I don’t know if there are more women who identify themselves as AI ethicists then men, but it sure feels like it. (There are a preponderance of women serving in AI ethics roles around the world, as a list of 100 Brilliant Women in AI Ethics published each year since 2018 reveals.) If, as these studies suggest, women have concerns about using AI, be it for virtuous reasons or because they view it as corrosive to human relationships, then they might be experiencing a form of moral injury, an injury to their conscience, just by using it. And this should trouble us all. Dignity speaks to one’s sense of being worthy and also of self-respect. Asking women, in fact asking anyone, to use AI that compromises their ethics compromises their dignity.

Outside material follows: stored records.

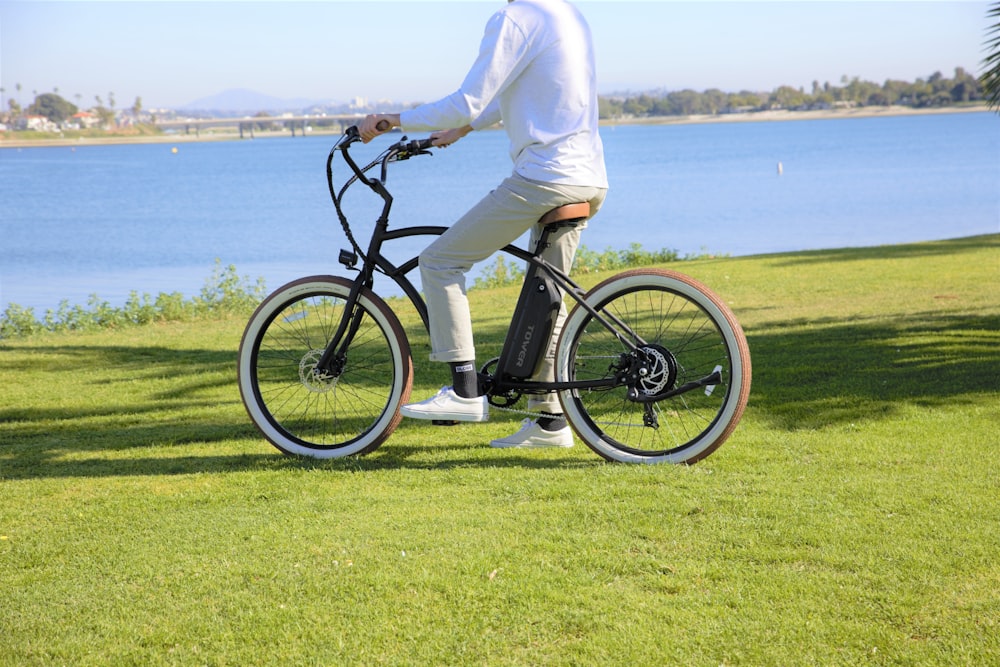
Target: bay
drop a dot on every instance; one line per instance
(111, 219)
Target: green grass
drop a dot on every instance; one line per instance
(851, 519)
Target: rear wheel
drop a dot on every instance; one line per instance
(690, 378)
(299, 411)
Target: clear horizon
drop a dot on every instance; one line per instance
(171, 54)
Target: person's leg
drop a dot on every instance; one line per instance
(563, 244)
(498, 219)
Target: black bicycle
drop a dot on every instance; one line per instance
(651, 365)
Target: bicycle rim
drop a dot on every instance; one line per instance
(300, 413)
(692, 335)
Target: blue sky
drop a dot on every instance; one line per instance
(172, 53)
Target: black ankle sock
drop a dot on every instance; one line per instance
(550, 422)
(464, 379)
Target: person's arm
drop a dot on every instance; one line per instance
(446, 138)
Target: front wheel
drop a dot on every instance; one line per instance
(350, 411)
(688, 382)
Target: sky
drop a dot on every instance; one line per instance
(172, 53)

 Rather than buy into the sometimes binary discussions about whether AI is good or evil, AI companies and developers need a more nuanced approach. For AI to truly scale, people in AI companies and the businesses integrating AI into their operations should ask women more about what concerns them about AI and respond to those concerns. It’s the only dignified thing to do.

 

[1] Carvajal, Daniel and Franco, Catalina and Isaksson, Siri, Will Artificial Intelligence Get in the Way of Achieving Gender Equality? (October 31, 2024). NHH Dept. of Economics Discussion Paper No. 03, The paper has been revised in the Paper Series, and can be found here: https://openaccess.nhh.no/nhh-xmlui/handle/11250/3122396, Available at SSRN: https://ssrn.com/abstract=4759218 or http://dx.doi.org/10.2139/ssrn.4759218

[2] Ibid.

[3] Blanding, Michael, “Women are Avoiding AI. Will Their Careers Suffer?” Working Knowledge, Harvard Business School, February 20, 2025.

[4] Otis, Nicholas G., Delecourt, Solène, Cranney, Katelynn and Koning, Rembrandt, “Global Evidence on Gender Gaps and Generative AI,” Harvard Business School Working Paper, No. 25-023, October 2024. (Revised January 2025.)

[5] Ibid.

[6] Blanding, Michael, “Women are Avoiding AI. Will Their Careers Suffer?” Working Knowledge, Harvard Business School, February 20, 2025.